81:  The doctors here say I am not breathing with my left lung at all, &
82:  only with part of my right. Through these lungs the heart has to force
83:  the blood & I don’t see how anything can really be done. If I had a
84:  place in Africa that suited me as Blauberg suited Ettie I would just
85:  stay on quietly here in Africa & wait for the end, but I have no where
86:  to go. I have never recovered from my last years stay at Muizenberg.

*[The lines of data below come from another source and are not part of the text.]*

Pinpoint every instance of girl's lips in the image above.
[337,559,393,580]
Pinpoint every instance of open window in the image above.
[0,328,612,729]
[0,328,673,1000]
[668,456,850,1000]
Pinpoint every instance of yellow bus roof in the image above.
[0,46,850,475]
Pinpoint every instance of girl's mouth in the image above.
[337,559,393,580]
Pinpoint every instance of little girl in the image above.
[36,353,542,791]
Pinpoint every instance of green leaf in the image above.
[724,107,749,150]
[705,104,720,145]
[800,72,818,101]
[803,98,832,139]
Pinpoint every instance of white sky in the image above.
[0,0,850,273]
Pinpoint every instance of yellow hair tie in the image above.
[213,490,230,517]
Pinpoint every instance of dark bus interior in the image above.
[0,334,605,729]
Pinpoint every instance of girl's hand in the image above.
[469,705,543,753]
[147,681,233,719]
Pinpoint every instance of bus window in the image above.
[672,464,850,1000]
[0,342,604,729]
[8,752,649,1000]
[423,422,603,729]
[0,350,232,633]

87:  My lungs have been much worse ever since. I feel I want to go to
88:  Europe especially if the end is coming because there are nursing homes
89:  & places where I can stay & trouble no one. I don’t see what is to
90:  become of me in this country.
91: 
92:  Forgive this long letter; but I want to explain. Pethick Lawrence says
93:  I must cable to him when I leave, & he or his wife will be waiting
94:  ready to take me on to Italy when I land in England. I shall only stay
95:  three or perhaps 4 days in England to see Mackenzie & other
96:  specialists. I fee fear I shall not see our children as they will be
97:  away on their holiday. I am going to sail on the Edinburgh Castle on
98:  the 6th of December.
99: 
100:  Good bye my dear old brother. If Carloni does me any good at Florence
101:  you must come & try him. Your lungs are still sound & he might cure
102:  you. Florence would be a much nicer place to go to than Nauheim. Quite
103:  the most lovely city in the world except Rome.
104: 
105:  Your good for nothing little sister
106:  Olive
107: 
108:  I wouldn’t pretend to borrow the money from you. If I couldn’t
109:  give you a surety I would rather just ask you to give it me.
110: 


Notation
The 'big novel' referred to is From Man to Man.